Ignore accents/diacritics in search

mikeknight · January 31, 2024, 5:18pm

I do a lot of study on ancient languages, this feature would be invaluable.

reytrace · February 1, 2024, 11:29am

+1 to add this feature, searching without accents would help a lot

camilohoyos · February 9, 2024, 1:31pm

+1 for this.

purplebrackets · February 9, 2024, 1:52pm

Still waiting for this. I feel like it is a lack of inclusivity

rsenna · February 12, 2024, 10:41am

I found this page again while looking for another question.

Just wanted to confirm: Omnisearch is the way to go for all of us “international users” (meaning non-English speakers, also known as “most of the world” .) It can be configured to ignore diacritics, and it works as expected (so searching for “idee” will find “idée.md”.)

It even has some other very cool features. It requires a bit of setting up, including replacing hot keys, but once that is done it just works. Highly recommended.

Dor · February 12, 2024, 4:40pm

Not sure about that. Apparently 20% of the world speaks English. And most of the world doesn’t use the roman alphabet, which is where diacritics are modifiers.

rsenna · February 12, 2024, 6:07pm

First of all, I think yours is a very unnecessary reply. It adds nothing to the main discussion, and can be interpreted as, again, contempt against “diacritics users”…

Having said that, it seems to be also wrong, according to the Encyclopedia Britannica:

The Latin alphabet is the most widely used script, with nearly 70 percent of the world’s population employing it.

Of course, how many of those actually use diacritics I don’t know… I would say, the whole of Latin America, most of western continental Europe (and many eastern European countries too, such as Romania, Poland), some Asian languages (at least Filipino, from the top of my mind.)

Apparently 20% of the world speaks English

Yeah, about that: this is the full paragraph where I think this information you mentioned was quoted from:

Approximately 20% of the world’s population speaks English, with around 400 million people speaking it natively and an additional 1.5 billion who speak it as their second or foreign language.

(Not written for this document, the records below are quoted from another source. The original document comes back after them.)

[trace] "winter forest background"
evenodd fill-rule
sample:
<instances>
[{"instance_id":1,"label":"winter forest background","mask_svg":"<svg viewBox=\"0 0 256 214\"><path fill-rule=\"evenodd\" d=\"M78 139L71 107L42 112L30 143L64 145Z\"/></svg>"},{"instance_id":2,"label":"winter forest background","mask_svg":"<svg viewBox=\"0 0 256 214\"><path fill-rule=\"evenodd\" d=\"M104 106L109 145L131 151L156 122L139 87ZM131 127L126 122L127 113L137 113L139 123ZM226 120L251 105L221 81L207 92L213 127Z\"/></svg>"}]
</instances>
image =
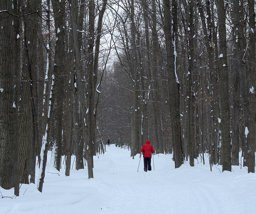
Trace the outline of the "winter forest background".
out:
<instances>
[{"instance_id":1,"label":"winter forest background","mask_svg":"<svg viewBox=\"0 0 256 214\"><path fill-rule=\"evenodd\" d=\"M0 1L0 186L42 192L49 151L93 178L108 139L133 157L150 140L175 168L207 155L254 172L254 6Z\"/></svg>"}]
</instances>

So 20% (i.e. 1.9 billion people), for this discussion, is a very inflated value, since most of this people do not speak English natively - meaning it’s not their primary nor their only language.

TL;DR I do not know how many people use diacritics in the world, but I can say it’s a lot. Probably more than native English speakers, and probably, yes, most of the world. Is it enough to consider this an important feature? We’ll see.

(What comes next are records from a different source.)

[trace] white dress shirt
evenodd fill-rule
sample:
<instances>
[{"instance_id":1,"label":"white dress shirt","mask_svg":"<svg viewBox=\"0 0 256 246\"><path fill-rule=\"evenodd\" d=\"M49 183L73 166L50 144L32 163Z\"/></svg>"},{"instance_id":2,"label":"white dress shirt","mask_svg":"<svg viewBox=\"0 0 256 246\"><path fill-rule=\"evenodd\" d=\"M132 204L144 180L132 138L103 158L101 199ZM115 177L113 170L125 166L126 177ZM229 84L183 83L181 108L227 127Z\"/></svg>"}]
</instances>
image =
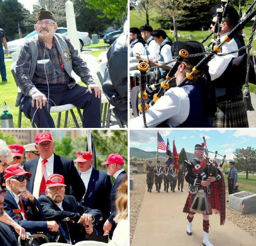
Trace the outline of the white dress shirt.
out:
<instances>
[{"instance_id":1,"label":"white dress shirt","mask_svg":"<svg viewBox=\"0 0 256 246\"><path fill-rule=\"evenodd\" d=\"M146 111L147 125L155 127L167 120L169 127L176 127L188 118L190 107L188 95L184 89L179 87L170 88ZM144 128L142 114L131 119L129 125L131 129Z\"/></svg>"},{"instance_id":2,"label":"white dress shirt","mask_svg":"<svg viewBox=\"0 0 256 246\"><path fill-rule=\"evenodd\" d=\"M91 168L89 170L87 170L86 172L82 173L80 171L80 173L81 173L81 178L82 179L82 180L83 180L83 182L84 184L85 189L86 189L86 190L87 189L87 187L88 186L88 183L89 183L90 178L91 177L91 174L92 171L93 171L92 166L91 167Z\"/></svg>"},{"instance_id":3,"label":"white dress shirt","mask_svg":"<svg viewBox=\"0 0 256 246\"><path fill-rule=\"evenodd\" d=\"M35 174L35 181L34 183L33 194L33 196L37 199L38 198L40 185L42 180L42 162L43 160L44 159L41 156L39 157L37 170ZM45 181L47 180L49 175L53 174L54 154L53 154L47 160L48 161L45 163L45 171L44 174Z\"/></svg>"},{"instance_id":4,"label":"white dress shirt","mask_svg":"<svg viewBox=\"0 0 256 246\"><path fill-rule=\"evenodd\" d=\"M224 38L226 36L225 33L221 36L221 42L224 40ZM230 51L233 51L238 49L236 41L233 39L228 43L226 43L222 47L222 50L221 53L228 53ZM234 54L219 56L214 56L208 63L209 66L209 72L211 75L211 78L213 80L218 78L226 69L231 61L232 58L238 56L238 52Z\"/></svg>"}]
</instances>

Dor · February 12, 2024, 6:47pm

I refer you to your comment:

which seems entirely unnecessary

8% world population

Europe total only 9%

“Most Filipinos (and Philippine news journals) write Tagalog without using any diacritic at all . However, pieces of Tagalog writing which use diacritics can occasionally be found in some religious journals, old books, and others. This case is where a word is stressed in the last or end syllable.”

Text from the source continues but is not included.